Hsing-Ta Chen

The Chen research group is broadly interested in the intersection of chemistry, physics, and materials. Research in the Chen group focuses on developing theoretical tools and using high-performance computing facilities aimed at excited-state dynamics and light-matter interactions. The systems studied range from plasmonic excitation of metallic clusters, laser-driven non-adiabatic molecular dynamics, and collective optical response of molecular ensembles. These systems are of key importance for understanding many recent experimental advances that current theoretical approaches cannot accurately predict.
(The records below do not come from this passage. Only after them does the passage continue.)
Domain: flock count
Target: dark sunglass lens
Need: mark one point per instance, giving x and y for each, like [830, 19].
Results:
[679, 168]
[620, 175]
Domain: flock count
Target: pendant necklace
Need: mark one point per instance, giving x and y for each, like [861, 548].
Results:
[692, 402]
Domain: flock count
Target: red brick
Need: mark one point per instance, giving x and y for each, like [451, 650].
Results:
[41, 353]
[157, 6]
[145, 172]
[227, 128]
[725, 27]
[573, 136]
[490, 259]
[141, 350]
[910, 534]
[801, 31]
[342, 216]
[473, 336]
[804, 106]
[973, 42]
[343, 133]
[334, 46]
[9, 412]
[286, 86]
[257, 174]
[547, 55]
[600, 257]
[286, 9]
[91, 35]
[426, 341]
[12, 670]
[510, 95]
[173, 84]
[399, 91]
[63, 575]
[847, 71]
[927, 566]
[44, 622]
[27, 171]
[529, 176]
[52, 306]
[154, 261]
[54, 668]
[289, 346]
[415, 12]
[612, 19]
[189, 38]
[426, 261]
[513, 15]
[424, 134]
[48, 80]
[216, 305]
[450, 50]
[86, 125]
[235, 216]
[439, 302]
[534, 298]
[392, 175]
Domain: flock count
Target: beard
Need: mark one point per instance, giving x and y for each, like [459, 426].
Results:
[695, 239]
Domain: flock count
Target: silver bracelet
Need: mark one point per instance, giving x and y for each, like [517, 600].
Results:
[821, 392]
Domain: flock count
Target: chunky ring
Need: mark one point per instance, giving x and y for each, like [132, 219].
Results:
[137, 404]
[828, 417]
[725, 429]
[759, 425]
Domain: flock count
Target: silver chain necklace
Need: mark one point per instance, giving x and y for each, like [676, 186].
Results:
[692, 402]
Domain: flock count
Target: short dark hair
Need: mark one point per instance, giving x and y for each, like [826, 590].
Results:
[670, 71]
Our focus is quantifying electron transfer and energy conversion processes at the interface between molecules and materials strongly interacting with light. We are particularly interested in non-adiabatic dynamics methods (specifically surface hopping) and many-body quantum simulation (for example, quantum Monte Carlo). Our major goal is to develop reliable theoretical models and simulation methods to guide experimental improvements in next-generation photovoltaic cells and facilitate new design principles for electronic nano-devices.

Publications

1. "Methods to Calculate Electronic Excited-state Dynamics For Molecules on Large Metal Clusters with Many States: Ensuring Fast Overlap Calculations and a Robust Choice of Phase" Chen, Hsing-Ta; Chen, Junhan; Cofer-Shabica, Vale; Zhou, Zeyu; Athavale, Vishikh; Medders, Gregory; Menger, Maximilian; Subotnik, Joseph E; Jin, Zuxin. J. Chem. Theory Comput. 2022, 18(6), 3296–3307.
2. "Non-adiabatic Dynamics in a Laser Field: Using Floquet Fewest Switches Surface Hopping To Calculate Electronic Populations for Slow Nuclear Velocities" Zhou, Zeyu; Chen, Hsing-Ta; Nitzan, Abraham; Subotnik, Joseph E.  J. Chem. Theory Comput. 2020, 16(2), 821-834.
3. "Ehrenfest+R dynamics. I. A mixed quantum-classical electrodynamics simulation of spontaneous emission" Chen, Hsing-Ta; Li, Tao E.; Sukharev, Maxim; Nitzan, Abraham; Subotnik, Joseph E. J. Chem. Phys. 2019, 150, 044102.
4. "Inchworm Monte Carlo for exact non-adiabatic dynamics I. Theory and algorithms" Chen, Hsing-Ta; Cohen, Guy; Reichman, David R. J. Chem. Phys. 2017, 146, 054105.